Jeffrey blinked. A tear leaked out of the corner of one eye and left a tiny wet mark on the ground. The sand promptly swallowed up the moisture.

"Truth is, it did go badly. But I never told anyone 'bout it. Always kept that story to myself."

The Baron handled new employees, Jeffrey thought. I was too busy running a dictatorship to bother with details.

"Most of it was okay," Dragomir admitted. He smiled. "I was overwhelmed. I'd never really left home, then one day, boom! Arranged wife, arranged job, arranged apartment... scary as hell, but also a dream come true. Problem was, my parents weren't about to come with me. They made me walk by myself. I hitched a few carriage rides, it's true. But mostly I walked."

I rode in a carriage once, Jeffrey mused. I rode it to my new castle. With my young wife. The one who got stuck in a tree when she decided to get out of the carriage and walk the rest of the way. How the hells did that ever happen...?

"Met a lot of pleasant people on the road." Dragomir sighed. "Made me think my fears 'bout the outside world were just stupid. 'Everyone out here is so happy,' I figured. 'Why bother with a wall 'round Villeinville? Just a waste of wood. These folks are grand.'"
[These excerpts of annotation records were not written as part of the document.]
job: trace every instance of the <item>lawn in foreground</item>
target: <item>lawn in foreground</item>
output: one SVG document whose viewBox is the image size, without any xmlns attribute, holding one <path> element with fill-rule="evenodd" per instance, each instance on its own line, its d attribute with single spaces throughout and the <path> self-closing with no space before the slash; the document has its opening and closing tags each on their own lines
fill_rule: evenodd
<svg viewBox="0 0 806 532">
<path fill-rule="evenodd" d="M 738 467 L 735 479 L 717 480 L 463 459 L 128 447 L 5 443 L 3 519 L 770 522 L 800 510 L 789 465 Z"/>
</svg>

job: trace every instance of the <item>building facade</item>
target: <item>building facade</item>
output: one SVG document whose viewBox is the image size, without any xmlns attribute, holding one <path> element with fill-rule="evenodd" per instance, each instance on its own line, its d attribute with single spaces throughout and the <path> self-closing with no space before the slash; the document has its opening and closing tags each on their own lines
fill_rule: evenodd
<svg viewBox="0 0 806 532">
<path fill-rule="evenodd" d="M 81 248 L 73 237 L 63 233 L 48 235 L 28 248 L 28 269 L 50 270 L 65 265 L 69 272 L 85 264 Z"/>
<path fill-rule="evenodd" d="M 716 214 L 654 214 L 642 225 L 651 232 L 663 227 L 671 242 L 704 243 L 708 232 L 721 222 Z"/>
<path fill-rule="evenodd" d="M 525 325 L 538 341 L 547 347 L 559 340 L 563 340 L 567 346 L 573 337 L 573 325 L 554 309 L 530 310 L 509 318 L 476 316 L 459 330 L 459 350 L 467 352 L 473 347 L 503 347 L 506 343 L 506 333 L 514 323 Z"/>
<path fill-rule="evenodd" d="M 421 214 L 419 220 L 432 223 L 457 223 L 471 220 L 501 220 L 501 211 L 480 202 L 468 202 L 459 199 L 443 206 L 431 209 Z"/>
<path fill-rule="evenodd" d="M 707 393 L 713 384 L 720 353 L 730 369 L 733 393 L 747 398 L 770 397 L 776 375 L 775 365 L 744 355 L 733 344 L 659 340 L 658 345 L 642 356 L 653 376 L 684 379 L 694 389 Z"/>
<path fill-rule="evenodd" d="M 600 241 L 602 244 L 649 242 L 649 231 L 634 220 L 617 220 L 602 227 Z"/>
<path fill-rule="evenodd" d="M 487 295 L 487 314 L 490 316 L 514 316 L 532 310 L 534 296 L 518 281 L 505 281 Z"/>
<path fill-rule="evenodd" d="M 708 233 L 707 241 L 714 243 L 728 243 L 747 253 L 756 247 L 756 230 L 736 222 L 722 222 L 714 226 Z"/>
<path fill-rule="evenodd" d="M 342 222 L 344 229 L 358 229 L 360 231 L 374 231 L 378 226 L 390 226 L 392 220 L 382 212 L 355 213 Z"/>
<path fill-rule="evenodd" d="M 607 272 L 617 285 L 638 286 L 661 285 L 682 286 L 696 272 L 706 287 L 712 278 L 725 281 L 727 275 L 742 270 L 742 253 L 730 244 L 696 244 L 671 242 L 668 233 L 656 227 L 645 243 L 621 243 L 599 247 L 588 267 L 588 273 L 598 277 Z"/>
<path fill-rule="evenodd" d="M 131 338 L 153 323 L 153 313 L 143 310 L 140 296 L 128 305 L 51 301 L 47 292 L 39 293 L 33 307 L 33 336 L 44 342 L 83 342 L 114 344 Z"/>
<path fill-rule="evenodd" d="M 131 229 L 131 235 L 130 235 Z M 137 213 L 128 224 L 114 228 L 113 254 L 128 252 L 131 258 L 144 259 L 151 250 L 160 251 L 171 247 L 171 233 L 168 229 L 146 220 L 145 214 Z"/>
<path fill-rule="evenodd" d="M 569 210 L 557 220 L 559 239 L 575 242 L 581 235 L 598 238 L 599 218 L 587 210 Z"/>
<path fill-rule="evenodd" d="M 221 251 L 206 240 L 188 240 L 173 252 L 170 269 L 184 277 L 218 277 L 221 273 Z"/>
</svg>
Jeffrey waited for the turn in the conversation.

"Then I met the bandit." Dragomir swallowed, more loudly than he would have liked. His cheeks flushed. "The... yeah. The bandit."

Somewhere above them, a ways to Jeffrey's left, the Nothing fell over. The ground thundered, raining sand down into the cellar. Neither man flinched. They'd heard and felt the same thing too many times in the last week to care anymore.

"I was out for a walk." Dragomir bit his lip, forcing calm into his voice. He refused to waver, refused to cry. "I'd gotten a room at a little countryside inn, and I really liked the scenery. Plus the, uh, owner of the inn was a bit of an asshole. Kept tryin' to overcharge me. I might've been naive, but I wasn't stupid, you know? So I went for a walk."

Going for a walk by yourself in an unknown land is both naive and stupid, Jeffrey decided. I should never have trusted myself to this fool.

"Nice dirt roads nearby, lined with fences. Cow country. Lots of farms. I grew up on a farm, so I figured I'd fit in fine. I walked, I talked with the occasional farmer in his field, and eventually I got really hot. It being summertime and all. Sweaty days."

A phantom rat slipped out of the wall beside Jeffrey. It lingered by his face for a moment, not noticing him, seeming to stare intently at Dragomir. Abruptly, it turned and fled back through the wall. Jeffrey didn't care if it was an ill omen or not.

"I looked for shelter once I got hot, but I was a little too hot to tromp back to the inn. The farmsteads were all far off, and the farmers I saw were all too busy to help me out. So... I figured... why not sit under a tree? Or a whole bunch of trees?Like, say, a bunch of trees that you'd call a forest?"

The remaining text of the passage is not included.